Brendan wrote:
Hi
Hi Brendan, and thanks for your good explanation. But I still miss some things.
First I should be more specific about the actual goal. The goal is a long calculation. The long here means that data array, which is a source of numbers for the processor to calculate, has much greater length, than any cache can fit. Such arrays can be frequently found in any area, that is related to data processing (engineering, databases, data analysis and so on). And very often such data is used just once, like is the case when we have to calculate a control sum, so even if the data fits in a cache of some level, actually it's caching is just useless waste of resources.
But I have explored some data processing and found that somehow actual clock cycle count per one iteration is lesser than anything close to worst case assessment. The difference was close to an order of magnitude. That's why I have found some lack of knowledge.
Brendan wrote:
The worst case I can think of is a TLB miss (where everything misses) in long mode (where PML4, PDPT, PD and PT all have to be fetched from RAM), followed by a cache miss for the actual data; where all RAM involved is in a different NUMA domain (e.g. CPU has to ask another CPU for it via. a quick-path or hyper-transport link). In this case if you estimate 150 cycles per "fetch from RAM" you're looking at about 750 cycles.
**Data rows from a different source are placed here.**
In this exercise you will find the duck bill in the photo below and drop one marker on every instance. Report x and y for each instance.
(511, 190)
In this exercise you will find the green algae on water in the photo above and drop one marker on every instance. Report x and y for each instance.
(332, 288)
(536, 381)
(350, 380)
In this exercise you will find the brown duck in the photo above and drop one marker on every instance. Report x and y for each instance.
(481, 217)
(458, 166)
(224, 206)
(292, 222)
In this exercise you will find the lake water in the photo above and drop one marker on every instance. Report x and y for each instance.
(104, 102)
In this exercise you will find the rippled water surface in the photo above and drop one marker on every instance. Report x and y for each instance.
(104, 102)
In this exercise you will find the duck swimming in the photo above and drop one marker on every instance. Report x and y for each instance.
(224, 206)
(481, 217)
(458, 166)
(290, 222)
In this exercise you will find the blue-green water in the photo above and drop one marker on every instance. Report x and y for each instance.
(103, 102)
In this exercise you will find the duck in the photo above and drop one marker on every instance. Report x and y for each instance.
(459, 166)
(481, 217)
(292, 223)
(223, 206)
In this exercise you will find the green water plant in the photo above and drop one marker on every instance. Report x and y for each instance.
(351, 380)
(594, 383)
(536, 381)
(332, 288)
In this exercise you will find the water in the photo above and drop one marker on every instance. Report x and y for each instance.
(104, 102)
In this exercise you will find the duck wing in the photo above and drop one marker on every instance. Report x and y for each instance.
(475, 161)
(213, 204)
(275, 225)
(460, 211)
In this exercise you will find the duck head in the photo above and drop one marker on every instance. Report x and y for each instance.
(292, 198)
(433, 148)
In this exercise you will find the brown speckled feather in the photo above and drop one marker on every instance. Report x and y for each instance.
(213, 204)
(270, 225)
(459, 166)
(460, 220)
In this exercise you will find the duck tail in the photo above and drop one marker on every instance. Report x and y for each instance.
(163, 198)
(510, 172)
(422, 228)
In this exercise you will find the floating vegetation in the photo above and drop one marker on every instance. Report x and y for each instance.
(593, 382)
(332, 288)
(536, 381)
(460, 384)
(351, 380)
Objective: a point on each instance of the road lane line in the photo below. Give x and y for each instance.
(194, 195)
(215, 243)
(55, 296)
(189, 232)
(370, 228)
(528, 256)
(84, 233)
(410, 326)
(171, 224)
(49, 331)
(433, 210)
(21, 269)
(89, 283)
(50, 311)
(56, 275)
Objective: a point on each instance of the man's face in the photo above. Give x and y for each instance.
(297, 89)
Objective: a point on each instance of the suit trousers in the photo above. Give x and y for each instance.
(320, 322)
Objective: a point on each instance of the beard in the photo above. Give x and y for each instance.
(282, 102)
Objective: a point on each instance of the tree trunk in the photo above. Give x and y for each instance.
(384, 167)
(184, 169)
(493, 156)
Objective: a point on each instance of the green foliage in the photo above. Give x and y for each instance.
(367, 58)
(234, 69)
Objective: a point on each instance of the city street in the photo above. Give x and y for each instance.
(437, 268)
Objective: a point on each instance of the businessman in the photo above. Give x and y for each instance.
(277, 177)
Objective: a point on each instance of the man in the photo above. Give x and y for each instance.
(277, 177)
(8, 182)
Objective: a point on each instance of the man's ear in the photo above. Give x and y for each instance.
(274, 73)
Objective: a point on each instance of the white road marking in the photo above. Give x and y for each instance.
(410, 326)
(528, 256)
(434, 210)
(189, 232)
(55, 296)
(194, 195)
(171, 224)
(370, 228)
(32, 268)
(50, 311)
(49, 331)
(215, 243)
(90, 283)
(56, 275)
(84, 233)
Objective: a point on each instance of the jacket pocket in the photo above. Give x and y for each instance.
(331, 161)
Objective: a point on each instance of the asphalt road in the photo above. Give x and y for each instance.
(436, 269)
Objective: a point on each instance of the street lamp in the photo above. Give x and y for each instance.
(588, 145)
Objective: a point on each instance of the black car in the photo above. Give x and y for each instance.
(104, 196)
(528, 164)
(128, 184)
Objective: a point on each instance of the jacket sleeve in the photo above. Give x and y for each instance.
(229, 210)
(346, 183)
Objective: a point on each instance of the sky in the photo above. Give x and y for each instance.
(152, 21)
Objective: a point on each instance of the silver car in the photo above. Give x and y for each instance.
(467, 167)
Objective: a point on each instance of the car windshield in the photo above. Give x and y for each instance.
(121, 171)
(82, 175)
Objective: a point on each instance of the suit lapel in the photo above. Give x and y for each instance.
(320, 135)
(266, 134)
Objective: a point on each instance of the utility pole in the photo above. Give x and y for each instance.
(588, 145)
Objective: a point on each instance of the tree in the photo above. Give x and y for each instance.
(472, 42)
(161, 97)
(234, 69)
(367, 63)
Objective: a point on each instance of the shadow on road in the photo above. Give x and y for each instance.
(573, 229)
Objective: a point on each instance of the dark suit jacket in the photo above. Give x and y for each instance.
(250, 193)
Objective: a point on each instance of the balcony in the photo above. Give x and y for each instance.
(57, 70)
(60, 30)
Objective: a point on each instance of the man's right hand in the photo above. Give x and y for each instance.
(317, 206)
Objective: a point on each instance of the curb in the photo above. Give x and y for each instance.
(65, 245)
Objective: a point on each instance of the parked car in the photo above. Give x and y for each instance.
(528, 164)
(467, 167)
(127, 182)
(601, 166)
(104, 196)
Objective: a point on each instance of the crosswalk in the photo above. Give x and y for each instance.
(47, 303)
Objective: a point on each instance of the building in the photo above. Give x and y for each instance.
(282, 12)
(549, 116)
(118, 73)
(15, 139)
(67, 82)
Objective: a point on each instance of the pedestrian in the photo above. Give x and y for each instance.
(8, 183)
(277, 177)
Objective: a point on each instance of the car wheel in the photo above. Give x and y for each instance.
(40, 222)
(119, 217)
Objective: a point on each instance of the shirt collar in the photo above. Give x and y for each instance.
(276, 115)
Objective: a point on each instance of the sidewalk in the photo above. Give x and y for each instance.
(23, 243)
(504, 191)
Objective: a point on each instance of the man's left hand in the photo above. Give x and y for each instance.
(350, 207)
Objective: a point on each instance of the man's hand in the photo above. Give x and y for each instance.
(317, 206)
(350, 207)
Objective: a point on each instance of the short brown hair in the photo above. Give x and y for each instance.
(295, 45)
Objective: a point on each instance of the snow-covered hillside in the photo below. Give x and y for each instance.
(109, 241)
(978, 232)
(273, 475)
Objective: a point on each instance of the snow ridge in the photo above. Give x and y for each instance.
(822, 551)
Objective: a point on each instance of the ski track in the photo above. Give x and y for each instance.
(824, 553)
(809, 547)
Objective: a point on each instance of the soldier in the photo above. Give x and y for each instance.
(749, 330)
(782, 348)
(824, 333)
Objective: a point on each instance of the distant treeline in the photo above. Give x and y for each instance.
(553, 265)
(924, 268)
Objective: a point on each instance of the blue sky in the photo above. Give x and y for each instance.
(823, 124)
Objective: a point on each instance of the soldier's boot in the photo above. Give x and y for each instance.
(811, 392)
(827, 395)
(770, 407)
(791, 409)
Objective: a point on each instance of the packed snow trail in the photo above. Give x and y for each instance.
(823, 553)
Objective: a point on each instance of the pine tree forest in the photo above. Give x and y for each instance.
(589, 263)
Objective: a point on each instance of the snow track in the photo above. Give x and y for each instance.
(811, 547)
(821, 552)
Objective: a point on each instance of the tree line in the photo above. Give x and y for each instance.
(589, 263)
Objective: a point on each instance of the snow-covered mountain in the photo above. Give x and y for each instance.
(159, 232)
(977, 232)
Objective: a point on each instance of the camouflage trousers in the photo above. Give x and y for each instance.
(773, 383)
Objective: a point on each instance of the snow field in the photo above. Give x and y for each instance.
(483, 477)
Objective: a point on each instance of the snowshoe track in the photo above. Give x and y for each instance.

I suppose it is a seldom case, which can be met after some inactivity time and additional memory requests from other applications, when system swaps the data to the disk. But in most probable case the data is first read from disk and at the time of reading the TLB is updated as needed. So for long calculations it is not a big issue.
Brendan wrote:
For pro-active approaches the single biggest is caches themselves.
Yes, but in case of long calculations the caches have limited impact on the performance. It is a good case when we are able to select some data, that is used really often, and make our program in such a way that it maximizes selected data usage in one place, without loss of cached state. But with long arrays it is not the good case. Also it is not the case if we try to calculate control sum for some buffer that was used long ago to be sure that the data is not in a cache.
Brendan wrote:
Then there's prefetching. This comes in 2 flavours - software prefetching and hardware prefetching; where both reduce the number of cache misses too.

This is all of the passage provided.